Before the rise of fascism, Germany and Italy were, on paper, liberal democracies. Fascism did not swoop down on these nations as if from another planet. To the contrary, fascist dictatorship was the result of political and economic changes these nations underwent while they were still democratic. In both these countries, economic power became so utterly concentrated that the bulk of all economic activity fell under the control of a handful of men. Economic power, when sufficiently vast, becomes by its very nature political power. The political power of big business supported fascism in Italy and Germany.The whole article is excellent and informative, not to mention frightening.

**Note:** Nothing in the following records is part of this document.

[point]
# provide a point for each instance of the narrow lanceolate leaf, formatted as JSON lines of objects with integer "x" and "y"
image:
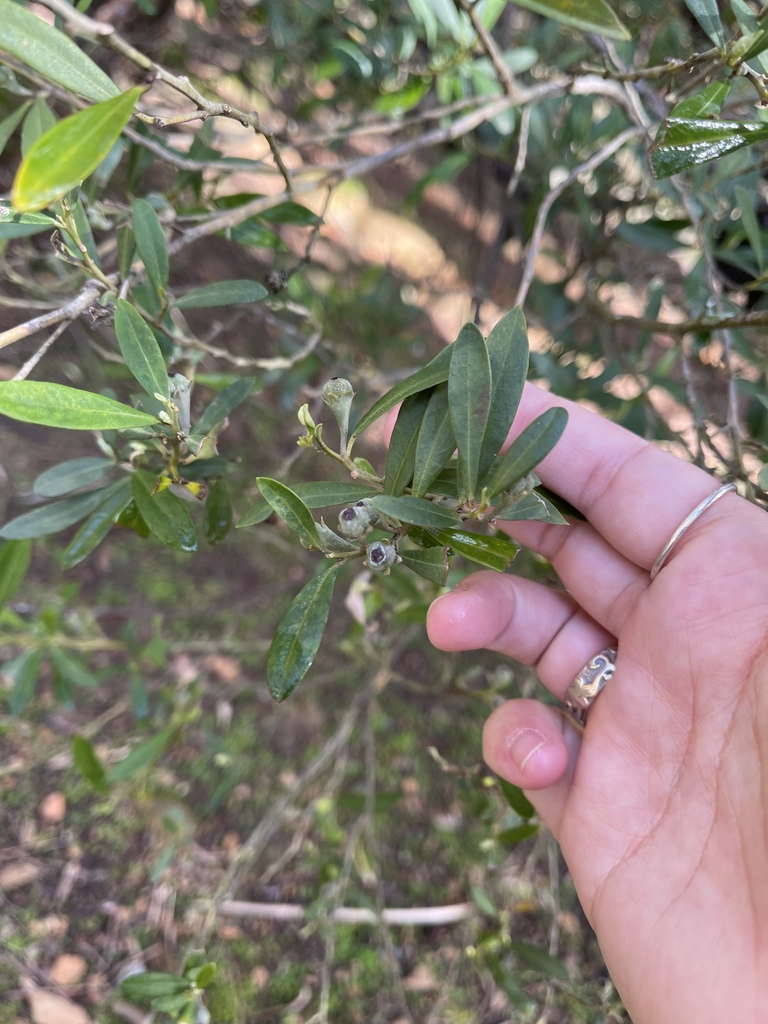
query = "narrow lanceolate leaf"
{"x": 50, "y": 52}
{"x": 683, "y": 143}
{"x": 291, "y": 509}
{"x": 140, "y": 349}
{"x": 14, "y": 560}
{"x": 320, "y": 495}
{"x": 97, "y": 525}
{"x": 432, "y": 563}
{"x": 590, "y": 15}
{"x": 165, "y": 514}
{"x": 469, "y": 400}
{"x": 407, "y": 508}
{"x": 58, "y": 406}
{"x": 151, "y": 244}
{"x": 70, "y": 476}
{"x": 398, "y": 470}
{"x": 535, "y": 442}
{"x": 508, "y": 351}
{"x": 222, "y": 293}
{"x": 435, "y": 372}
{"x": 71, "y": 151}
{"x": 54, "y": 517}
{"x": 435, "y": 443}
{"x": 298, "y": 636}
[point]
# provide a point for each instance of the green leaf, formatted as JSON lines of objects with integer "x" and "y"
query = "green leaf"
{"x": 508, "y": 350}
{"x": 408, "y": 508}
{"x": 23, "y": 671}
{"x": 14, "y": 560}
{"x": 298, "y": 636}
{"x": 291, "y": 509}
{"x": 469, "y": 388}
{"x": 435, "y": 442}
{"x": 58, "y": 406}
{"x": 435, "y": 372}
{"x": 590, "y": 15}
{"x": 50, "y": 52}
{"x": 317, "y": 495}
{"x": 432, "y": 563}
{"x": 54, "y": 517}
{"x": 222, "y": 293}
{"x": 151, "y": 244}
{"x": 224, "y": 402}
{"x": 218, "y": 513}
{"x": 708, "y": 15}
{"x": 140, "y": 349}
{"x": 398, "y": 470}
{"x": 706, "y": 103}
{"x": 682, "y": 143}
{"x": 97, "y": 525}
{"x": 165, "y": 514}
{"x": 141, "y": 757}
{"x": 71, "y": 151}
{"x": 88, "y": 764}
{"x": 71, "y": 475}
{"x": 535, "y": 442}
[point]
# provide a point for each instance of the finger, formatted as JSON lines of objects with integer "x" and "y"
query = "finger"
{"x": 633, "y": 494}
{"x": 521, "y": 619}
{"x": 536, "y": 748}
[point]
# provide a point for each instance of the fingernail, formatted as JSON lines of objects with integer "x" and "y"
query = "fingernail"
{"x": 523, "y": 745}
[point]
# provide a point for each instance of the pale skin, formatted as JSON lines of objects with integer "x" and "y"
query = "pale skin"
{"x": 660, "y": 805}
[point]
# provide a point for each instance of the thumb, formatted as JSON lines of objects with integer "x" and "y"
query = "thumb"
{"x": 535, "y": 747}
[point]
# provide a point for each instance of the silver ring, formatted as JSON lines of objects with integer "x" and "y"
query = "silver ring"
{"x": 589, "y": 682}
{"x": 688, "y": 521}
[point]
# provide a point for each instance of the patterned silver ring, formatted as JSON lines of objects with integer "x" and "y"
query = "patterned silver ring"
{"x": 589, "y": 682}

Laissez-faire capitalism concentrates wealth AND power in the hands of the wealthy few, eventually completely subverting democracy. Sound familiar?
Business tightened its grip on the state in both Italy and Germany by means of intricate webs of cartels and business associations. These associations exercised a high degree of control over the businesses of their members. They frequently controlled pricing, supply and the licensing of patented technology. These associations were private but were entirely legal. Neither Germany nor Italy had effective antitrust laws, and the proliferation of business associations was generally encouraged by government.
This was an era eerily like our own, insofar as economists and businessmen constantly clamored for self-regulation in business. By the mid 1920s, however, self-regulation had become self-imposed regimentation. By means of monopoly and cartel, the businessmen had wrought for themselves a "command and control" economy that replaced the free market. The business associations of Italy and Germany at this time are perhaps history's most perfect illustration of Adam Smith's famous dictum: "People of the same trade seldom meet together, even for merriment and diversion, but the conversation ends in a conspiracy against the public, or in some contrivance to raise prices."